Single-cell chromatin accessibility profiles revealed that CXCR4 deficiency epigenetically orchestrated the exhausted and functional phenotype of CD8⁺ T cells (A) Schematic representation of the experimental design for scATAC-seq and scRNA-seq. (B) UMAP plot displaying the 14 major cell types of spleen based on scATAC-seq and scRNA-seq. (C) Violin plots showing the expression levels of Cxcr4 in the CD8⁺ T cell cluster. (D) mIHC staining of spleen tissues validated the expression levels of CXCR4 and exhausted markers in CD8⁺ T cells. (E) The UMAP plot displays eight subtypes of CD8⁺ T cells based on scATAC-seq and scRNA-seq. The violin plot shows the marker genes associated with eight subtypes of CD8⁺ T cells. (F) The proportions of eight subtypes of CD8⁺ T cells in each sample. (G) Peaks plots in exhausted markers show the peaks in CD8⁺ T cells and other cell clusters excluded T cells in each sample. (H) Peaks plots in functional markers show the peaks in CD8⁺ T cells and other cell clusters excluded T cells in each sample. (I) Assessment of chromatin accessibility levels in the CD8⁺ T cell cluster via Cicero. (J) Statistical analysis of IHC staining with different treatments. p values were determined using an unpaired, parametric t test in GraphPad Prism. ∗∗∗∗p < 0.0001.

Figure 7

Clinical applications demonstrated that CXCR4 expression was associated with ICB response status in cancers (A–D) mIHC staining in surgical samples from cervical cancer undergoing NACT with cisplatin plus paclitaxel and combined with anti-PD-1 treatment (A).
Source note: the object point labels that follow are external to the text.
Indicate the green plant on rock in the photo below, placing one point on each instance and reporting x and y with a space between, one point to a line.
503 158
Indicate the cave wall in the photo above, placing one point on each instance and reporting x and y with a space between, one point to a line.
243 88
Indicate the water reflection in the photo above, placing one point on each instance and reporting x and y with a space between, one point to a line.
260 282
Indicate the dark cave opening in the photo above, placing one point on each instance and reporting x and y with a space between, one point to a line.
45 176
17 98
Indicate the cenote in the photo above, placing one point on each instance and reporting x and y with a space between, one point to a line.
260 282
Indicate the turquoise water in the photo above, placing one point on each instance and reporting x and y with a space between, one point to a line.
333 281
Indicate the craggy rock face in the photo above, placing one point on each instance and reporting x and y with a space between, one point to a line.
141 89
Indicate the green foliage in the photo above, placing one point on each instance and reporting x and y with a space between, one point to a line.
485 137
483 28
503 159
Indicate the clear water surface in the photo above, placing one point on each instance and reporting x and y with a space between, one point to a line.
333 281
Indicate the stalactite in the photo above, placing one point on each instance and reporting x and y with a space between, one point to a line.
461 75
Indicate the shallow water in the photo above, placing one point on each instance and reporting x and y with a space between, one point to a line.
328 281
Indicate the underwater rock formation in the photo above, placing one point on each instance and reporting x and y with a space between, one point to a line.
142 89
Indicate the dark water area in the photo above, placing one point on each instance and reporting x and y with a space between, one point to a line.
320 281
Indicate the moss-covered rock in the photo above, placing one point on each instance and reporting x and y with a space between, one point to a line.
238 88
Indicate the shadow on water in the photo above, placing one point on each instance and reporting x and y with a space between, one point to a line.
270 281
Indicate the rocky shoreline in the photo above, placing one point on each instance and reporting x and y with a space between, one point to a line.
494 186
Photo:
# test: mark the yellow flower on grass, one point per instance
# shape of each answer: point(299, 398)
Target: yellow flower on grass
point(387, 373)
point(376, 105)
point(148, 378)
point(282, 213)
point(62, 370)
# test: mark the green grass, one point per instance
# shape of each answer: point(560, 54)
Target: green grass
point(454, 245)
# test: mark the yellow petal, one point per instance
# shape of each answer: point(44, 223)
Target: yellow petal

Statistical analysis of the expression of p63 (B), percentage of CXCR4⁺CD8⁺ and GZMB⁺CD8⁺ T cells (C), and number of CD8⁺ T cells (D) in samples. p values were determined using the Mann-Whitney test in GraphPad Prism. (E) The expression levels of CXCR4 in responder (R) and non-responder (NR) groups from ICBatlas. Patients who achieved complete response or partial response were categorized as R, while those experiencing stable disease or progressive disease were classified as NR. (F) CXCR4 expression in melanoma before (pre-) and after (post-) the anti-CTLA4 therapy (ipilimumab). The DEGs in RNA-seq were calculated by DESeq2 with parameters (|log₂ fold change| > 1 and p < 0.05). ∗p < 0.05, ∗∗p < 0.01, ∗∗∗p < 0.001, ∗∗∗∗p < 0.0001.